Why Your Lambda Takes 5 Seconds and How to Fix It
Your AWS Lambda function responds in 40ms when it is warm. But after a few minutes of inactivity, the first request takes over 5 seconds. Ebesoh Adrian breaks down why cold starts happen and the architectural strategies that eliminate the pain.
The 5-Second Surprise
The demo was going perfectly. The app was fast, responsive, clean. Then the interviewer paused for a moment to take notes, came back to the browser, clicked a button — and nothing happened for five seconds.

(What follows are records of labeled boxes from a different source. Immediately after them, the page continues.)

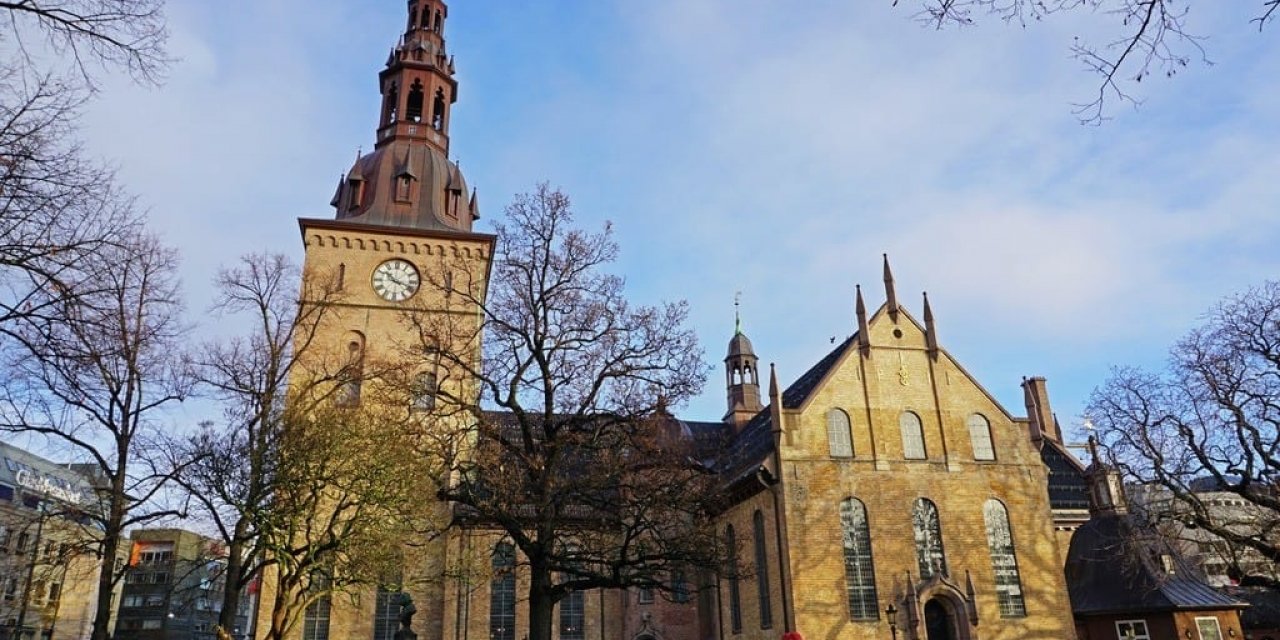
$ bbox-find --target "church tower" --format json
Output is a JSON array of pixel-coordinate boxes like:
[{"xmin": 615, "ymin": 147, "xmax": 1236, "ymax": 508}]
[{"xmin": 256, "ymin": 5, "xmax": 495, "ymax": 640}]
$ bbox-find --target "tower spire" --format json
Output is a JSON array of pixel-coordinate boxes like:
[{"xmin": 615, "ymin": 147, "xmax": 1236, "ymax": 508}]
[
  {"xmin": 724, "ymin": 302, "xmax": 764, "ymax": 429},
  {"xmin": 882, "ymin": 253, "xmax": 897, "ymax": 317},
  {"xmin": 854, "ymin": 284, "xmax": 872, "ymax": 356}
]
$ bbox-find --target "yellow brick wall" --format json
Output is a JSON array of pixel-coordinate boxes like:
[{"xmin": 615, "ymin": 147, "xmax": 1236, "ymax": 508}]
[{"xmin": 721, "ymin": 308, "xmax": 1074, "ymax": 640}]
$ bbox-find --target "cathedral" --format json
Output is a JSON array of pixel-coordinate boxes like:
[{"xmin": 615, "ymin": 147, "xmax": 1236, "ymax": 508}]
[{"xmin": 257, "ymin": 0, "xmax": 1087, "ymax": 640}]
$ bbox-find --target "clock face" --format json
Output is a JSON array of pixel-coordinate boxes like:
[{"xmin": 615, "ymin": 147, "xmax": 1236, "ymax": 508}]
[{"xmin": 374, "ymin": 260, "xmax": 419, "ymax": 302}]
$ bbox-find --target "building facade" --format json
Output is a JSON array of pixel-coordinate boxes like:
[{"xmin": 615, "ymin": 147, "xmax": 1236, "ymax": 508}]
[
  {"xmin": 257, "ymin": 0, "xmax": 1079, "ymax": 640},
  {"xmin": 115, "ymin": 529, "xmax": 253, "ymax": 640},
  {"xmin": 0, "ymin": 443, "xmax": 101, "ymax": 640}
]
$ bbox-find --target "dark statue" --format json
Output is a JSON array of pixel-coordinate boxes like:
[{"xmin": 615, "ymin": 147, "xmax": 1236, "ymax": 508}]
[{"xmin": 396, "ymin": 594, "xmax": 417, "ymax": 640}]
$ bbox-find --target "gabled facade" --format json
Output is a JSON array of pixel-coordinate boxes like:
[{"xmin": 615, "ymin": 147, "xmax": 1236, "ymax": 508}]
[{"xmin": 701, "ymin": 260, "xmax": 1073, "ymax": 640}]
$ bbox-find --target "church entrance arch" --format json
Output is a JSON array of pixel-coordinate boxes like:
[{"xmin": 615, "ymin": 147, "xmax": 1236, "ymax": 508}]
[{"xmin": 924, "ymin": 598, "xmax": 959, "ymax": 640}]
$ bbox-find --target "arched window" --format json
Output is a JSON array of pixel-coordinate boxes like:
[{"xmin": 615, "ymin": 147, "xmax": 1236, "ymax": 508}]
[
  {"xmin": 897, "ymin": 411, "xmax": 925, "ymax": 460},
  {"xmin": 827, "ymin": 408, "xmax": 854, "ymax": 458},
  {"xmin": 489, "ymin": 543, "xmax": 516, "ymax": 640},
  {"xmin": 982, "ymin": 499, "xmax": 1027, "ymax": 618},
  {"xmin": 911, "ymin": 498, "xmax": 947, "ymax": 579},
  {"xmin": 383, "ymin": 82, "xmax": 399, "ymax": 124},
  {"xmin": 404, "ymin": 81, "xmax": 425, "ymax": 122},
  {"xmin": 724, "ymin": 525, "xmax": 742, "ymax": 634},
  {"xmin": 969, "ymin": 413, "xmax": 996, "ymax": 460},
  {"xmin": 559, "ymin": 544, "xmax": 586, "ymax": 640},
  {"xmin": 751, "ymin": 509, "xmax": 773, "ymax": 628},
  {"xmin": 840, "ymin": 498, "xmax": 879, "ymax": 620},
  {"xmin": 431, "ymin": 88, "xmax": 444, "ymax": 131},
  {"xmin": 411, "ymin": 371, "xmax": 440, "ymax": 411}
]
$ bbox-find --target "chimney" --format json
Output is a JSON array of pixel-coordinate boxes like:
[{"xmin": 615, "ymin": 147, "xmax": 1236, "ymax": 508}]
[{"xmin": 1023, "ymin": 376, "xmax": 1062, "ymax": 444}]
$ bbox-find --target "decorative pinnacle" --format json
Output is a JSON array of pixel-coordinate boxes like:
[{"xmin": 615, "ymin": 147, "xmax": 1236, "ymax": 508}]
[
  {"xmin": 882, "ymin": 253, "xmax": 897, "ymax": 317},
  {"xmin": 733, "ymin": 291, "xmax": 742, "ymax": 335}
]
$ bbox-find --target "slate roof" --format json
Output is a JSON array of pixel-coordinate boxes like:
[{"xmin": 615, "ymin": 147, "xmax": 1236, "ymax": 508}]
[
  {"xmin": 1041, "ymin": 439, "xmax": 1089, "ymax": 509},
  {"xmin": 1066, "ymin": 515, "xmax": 1248, "ymax": 616},
  {"xmin": 782, "ymin": 333, "xmax": 858, "ymax": 408}
]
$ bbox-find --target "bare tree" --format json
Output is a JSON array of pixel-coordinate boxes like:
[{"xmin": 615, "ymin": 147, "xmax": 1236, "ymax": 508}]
[
  {"xmin": 0, "ymin": 0, "xmax": 169, "ymax": 88},
  {"xmin": 173, "ymin": 255, "xmax": 334, "ymax": 631},
  {"xmin": 1088, "ymin": 282, "xmax": 1280, "ymax": 586},
  {"xmin": 893, "ymin": 0, "xmax": 1280, "ymax": 124},
  {"xmin": 410, "ymin": 184, "xmax": 727, "ymax": 640},
  {"xmin": 0, "ymin": 236, "xmax": 192, "ymax": 640}
]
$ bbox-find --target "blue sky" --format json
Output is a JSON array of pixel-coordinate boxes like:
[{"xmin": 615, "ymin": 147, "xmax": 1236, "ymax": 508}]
[{"xmin": 77, "ymin": 0, "xmax": 1280, "ymax": 440}]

That was my introduction to the AWS Lambda cold start problem. I had built the backend on serverless functions, which worked brilliantly under continuous load. But when a function went idle, something expensive happened before it could serve the next request.
Understanding that "something expensive" is the first step to fixing it.
What Happens During a Cold Start
AWS Lambda runs your code inside a lightweight execution environment — essentially a containerised Linux sandbox. When a function has not been invoked recently, Lambda has to provision a fresh environment before it can run your code. This provisioning process is the cold start, and it consists of several distinct phases:
Phase 1 — Environment provisioning
AWS allocates compute resources and initialises the execution environment. This is entirely on AWS's side and cannot be directly controlled.
Phase 2 — Runtime initialisation
The Node.js runtime (or Python, Go, etc.) is loaded and started inside the environment.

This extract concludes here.